FDC Limited is a pharmaceutical company engaged in the manufacture of specialized formulations and oral rehydration salts (ORS). It has multi-location manufacturing facilities for APIs, as well as finished dosage forms. Its facilities are located at Roha, Waluj and Sinnar in Maharashtra, Verna in Goa and Baddi in Himachal Pradesh. On a quarterly consolidated front, the company reported net sales of Rs. 321.22 crore in Q3FY20, up by 25.39 per cent from Rs. 256.17 crore in Q2FY20. Its operating profit in Q3FY20 jumped by 68.92 per cent to Rs.105.76 crore from Rs. 62.61 crore in Q3FY19. Similarly, the company reported a net profit of Rs. 74.14 crore in Q3FY19, up by 61.98 per cent from Rs. 45.77 crore in the same quarter for the previous fiscal year.
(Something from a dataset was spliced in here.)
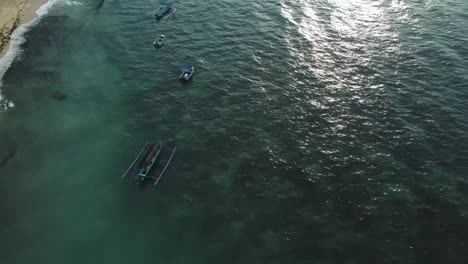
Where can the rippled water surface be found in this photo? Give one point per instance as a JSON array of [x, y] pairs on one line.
[[319, 131]]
Owing to the company's positive financial performance, we recommend a BUY on FDC Limited.
RITES LIMITED
CMP - Rs. 318.05
BSE CODE- 541556
Volume - 29,357
Face Value - Rs. 10
Target - Rs. 345
Stoploss - Rs. 295 (CLS)

RITES Limited is a wholly-owned government company and was awarded the Mini Ratna status in 2002. It is an engineering consultancy company, specialising in the field of transport infrastructure. On a consolidated quarterly front, the company’s net sales posted growth of 15.87 per cent to Rs. 619.82 crore in Q3FY20 from Rs. 534.92 crore in Q3FY19. PBDT stood at Rs. 208.92 crore in Q3FY20, up by 3.30 per cent from Rs. 202.25 crore in Q3FY19. The net profit grew by 8.29 per cent to Rs. 147.03 crore in Q3FY20 from Rs. 135.78 crore in the same quarter for the previous fiscal year. The export business of Rites continues to witness healthy growth. With a strong order pipeline from railways and expected increase in other infrastructure projects from roads, highways and construction projects, the company is expected to witness a growth momentum. Thus, we recommend a BUY.